Katherine Moriwaki
Design fellow Parsons School of Design - USA
Katherine Moriwaki received her Masters degree from the Interactive Telecommunications Programm at NYU's Tisch School of the Arts. Her work has appeared in IEEE Spectrum Magazine, and has been exhibited at Siggraph, NYU, and Lincoln Center. Most recently she has worked as an electronic art consultant for ABCDEF, an exhibition that will be held in el Palacio de Bellas Artes in Mexico City. Her current work in wearable technology and fashion converge with technological advances to form new modalities of expression; Katherine is a Design Fellow at the Center of New Design of Parsons.
Contribution:
The Epidermic Interface: New Directions in Wearable Technology and Fashion.
Wearable technologies in a mobile, networked environment will take the interface into the "real world" both literally and metaphorically, as our bodies become the interface, mediated through handheld, body-mounted, or embedded clothing devices. Current technology and research has come a long way in making wearable computing a reality, with smaller, stronger batteries, sophisticated sensing mechanisms, and powerful, compact hardware. And yet, wearables do not have mainstream acceptance. Everyday people do not want to wear harnesses and head-mounted displays. Even the areas of military and industrial wearables (for construction, medical, or safety) require tools with elegant design that make the wearer both look and feel good. Current wearable systems, as envisioned by the likes of Steve Mann and Thad Starner offensively challenge the wearer to sublimate their humanity in order to enhance oneself mechanically.
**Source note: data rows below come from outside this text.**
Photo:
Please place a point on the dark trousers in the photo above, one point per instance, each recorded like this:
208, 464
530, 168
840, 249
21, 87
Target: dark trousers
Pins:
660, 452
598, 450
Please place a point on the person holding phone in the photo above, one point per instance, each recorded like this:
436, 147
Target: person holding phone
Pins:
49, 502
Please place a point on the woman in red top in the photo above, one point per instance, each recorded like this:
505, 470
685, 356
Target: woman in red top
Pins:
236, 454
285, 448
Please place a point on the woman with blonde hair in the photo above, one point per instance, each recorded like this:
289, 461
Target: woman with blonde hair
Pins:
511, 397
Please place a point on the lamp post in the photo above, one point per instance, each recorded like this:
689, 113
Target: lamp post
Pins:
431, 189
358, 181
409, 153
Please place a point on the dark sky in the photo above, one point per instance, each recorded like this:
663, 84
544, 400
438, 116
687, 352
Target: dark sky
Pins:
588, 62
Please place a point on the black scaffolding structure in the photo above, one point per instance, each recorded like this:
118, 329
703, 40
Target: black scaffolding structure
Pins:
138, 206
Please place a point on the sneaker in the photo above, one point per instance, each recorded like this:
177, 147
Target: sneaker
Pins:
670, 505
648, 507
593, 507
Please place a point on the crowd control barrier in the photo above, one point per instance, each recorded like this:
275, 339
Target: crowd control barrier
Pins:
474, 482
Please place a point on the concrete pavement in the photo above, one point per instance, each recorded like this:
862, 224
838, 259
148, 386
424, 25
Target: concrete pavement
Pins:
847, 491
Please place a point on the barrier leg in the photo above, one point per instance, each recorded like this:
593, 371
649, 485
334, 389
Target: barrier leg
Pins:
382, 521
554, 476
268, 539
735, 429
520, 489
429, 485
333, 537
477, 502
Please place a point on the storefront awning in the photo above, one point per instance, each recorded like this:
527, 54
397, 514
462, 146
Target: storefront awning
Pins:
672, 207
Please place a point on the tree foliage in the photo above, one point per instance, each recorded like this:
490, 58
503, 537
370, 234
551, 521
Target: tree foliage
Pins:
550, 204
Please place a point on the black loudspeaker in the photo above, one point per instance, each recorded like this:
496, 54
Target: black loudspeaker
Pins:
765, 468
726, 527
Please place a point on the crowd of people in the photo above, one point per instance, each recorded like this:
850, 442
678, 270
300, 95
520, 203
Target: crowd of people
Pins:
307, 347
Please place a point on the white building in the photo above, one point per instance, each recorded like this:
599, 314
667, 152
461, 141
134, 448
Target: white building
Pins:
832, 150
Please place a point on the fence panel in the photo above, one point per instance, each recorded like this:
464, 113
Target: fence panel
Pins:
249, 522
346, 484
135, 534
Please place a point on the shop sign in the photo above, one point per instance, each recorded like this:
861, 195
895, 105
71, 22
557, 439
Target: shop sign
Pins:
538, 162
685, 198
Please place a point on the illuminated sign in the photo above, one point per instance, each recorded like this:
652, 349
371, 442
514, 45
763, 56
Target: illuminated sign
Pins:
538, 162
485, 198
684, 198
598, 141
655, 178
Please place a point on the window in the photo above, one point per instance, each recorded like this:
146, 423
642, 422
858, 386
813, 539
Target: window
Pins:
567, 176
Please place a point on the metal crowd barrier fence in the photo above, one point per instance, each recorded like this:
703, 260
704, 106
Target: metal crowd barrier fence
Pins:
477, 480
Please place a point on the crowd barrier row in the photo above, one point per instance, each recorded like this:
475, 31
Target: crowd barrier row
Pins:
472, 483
However, the future of wearables lies precisely in a human-centered integration of man and machine. In order to fulfill the potential that wearable computing presents to the evolution of interface design, many elements must be taken into account; ergonomics, wearability, network technologies, and input and output. But even beyond this, wearables must engage the wearer as fashion, through the mechanisms of fashion, without resorting to cliché or novel forms. Wearables must become more than mere mediators of perception. They must become communicators of style.